Nie no, nie żartuj sobie. Chodzi o to, że wystarczające jest wysyłanie w odpowiednim kierunku.
Edit:
O, udało się, ale Voyager 2: -158.47 dBm (1.42 x 10-22 kW)
tempik, 26 sierpnia 2016, 18:20
Na ziemi masz zakłócenia lokalne ok, ale poza tarczą naszej magnetosfery masz mega zakłócenia galaktyczne. Sygnał maleje z kwadratem odległości w atmosferze jak i w próżni . NASA przez dekady wykorzystuje ten sam schemat więc zakładam że są mocne przesłanki tego stanu
HorochovPL, 27 sierpnia 2016, 00:38
Kto wie, może po drugiej stronie jest bliźniaczka Ziemi, taki sam czas obiegu słońca jak Ziemia, z inteligentnymi istotami szukającymi za innymi istotami żywymi tak daleko...

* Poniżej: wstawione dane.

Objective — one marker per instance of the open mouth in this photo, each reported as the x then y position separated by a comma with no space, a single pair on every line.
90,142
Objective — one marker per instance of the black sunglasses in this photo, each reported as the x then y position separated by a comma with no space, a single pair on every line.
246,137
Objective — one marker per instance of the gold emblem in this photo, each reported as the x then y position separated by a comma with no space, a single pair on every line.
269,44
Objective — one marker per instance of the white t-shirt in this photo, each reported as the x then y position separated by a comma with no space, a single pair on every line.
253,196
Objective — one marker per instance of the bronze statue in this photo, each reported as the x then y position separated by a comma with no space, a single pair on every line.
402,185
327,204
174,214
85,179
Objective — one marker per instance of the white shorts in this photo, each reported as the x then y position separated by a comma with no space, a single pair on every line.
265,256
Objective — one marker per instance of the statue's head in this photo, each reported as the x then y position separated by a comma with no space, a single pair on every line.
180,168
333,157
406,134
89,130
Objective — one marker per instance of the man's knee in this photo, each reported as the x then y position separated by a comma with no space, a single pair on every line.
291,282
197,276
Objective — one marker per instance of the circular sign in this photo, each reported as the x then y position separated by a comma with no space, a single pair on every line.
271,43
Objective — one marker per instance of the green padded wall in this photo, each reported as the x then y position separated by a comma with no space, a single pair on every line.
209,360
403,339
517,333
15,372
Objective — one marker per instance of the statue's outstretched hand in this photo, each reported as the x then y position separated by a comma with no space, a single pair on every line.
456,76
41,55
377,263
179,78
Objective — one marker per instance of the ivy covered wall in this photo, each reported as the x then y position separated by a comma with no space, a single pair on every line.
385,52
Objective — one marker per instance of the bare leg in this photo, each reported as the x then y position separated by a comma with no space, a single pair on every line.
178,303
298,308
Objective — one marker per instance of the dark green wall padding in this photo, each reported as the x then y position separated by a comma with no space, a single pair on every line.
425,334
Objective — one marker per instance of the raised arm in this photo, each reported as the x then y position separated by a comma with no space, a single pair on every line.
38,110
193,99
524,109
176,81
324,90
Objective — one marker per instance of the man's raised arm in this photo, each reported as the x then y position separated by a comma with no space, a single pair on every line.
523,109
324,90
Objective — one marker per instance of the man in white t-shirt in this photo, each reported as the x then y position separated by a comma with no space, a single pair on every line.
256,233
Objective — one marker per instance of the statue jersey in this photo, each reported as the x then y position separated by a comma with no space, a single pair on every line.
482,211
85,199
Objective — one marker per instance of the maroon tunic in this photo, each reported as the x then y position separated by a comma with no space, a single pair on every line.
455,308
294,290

Dobra, koniec bredni. Voyager zanim uwiecznił zdjęcie Pale Blue Dot pewnie miał okazję podglądnąć drugą stronę.
Łoo, nowa jednostka! Jaką to ma moc? 10 Kopalń Wiedzy.
Teraz już poważnie:
Trochę mi nie pasuje łączenie notacji wykładniczej z określeniami typu kilo-, mega-.
wilk, 27 sierpnia 2016, 14:11
A to już pretensje do NASA ślij.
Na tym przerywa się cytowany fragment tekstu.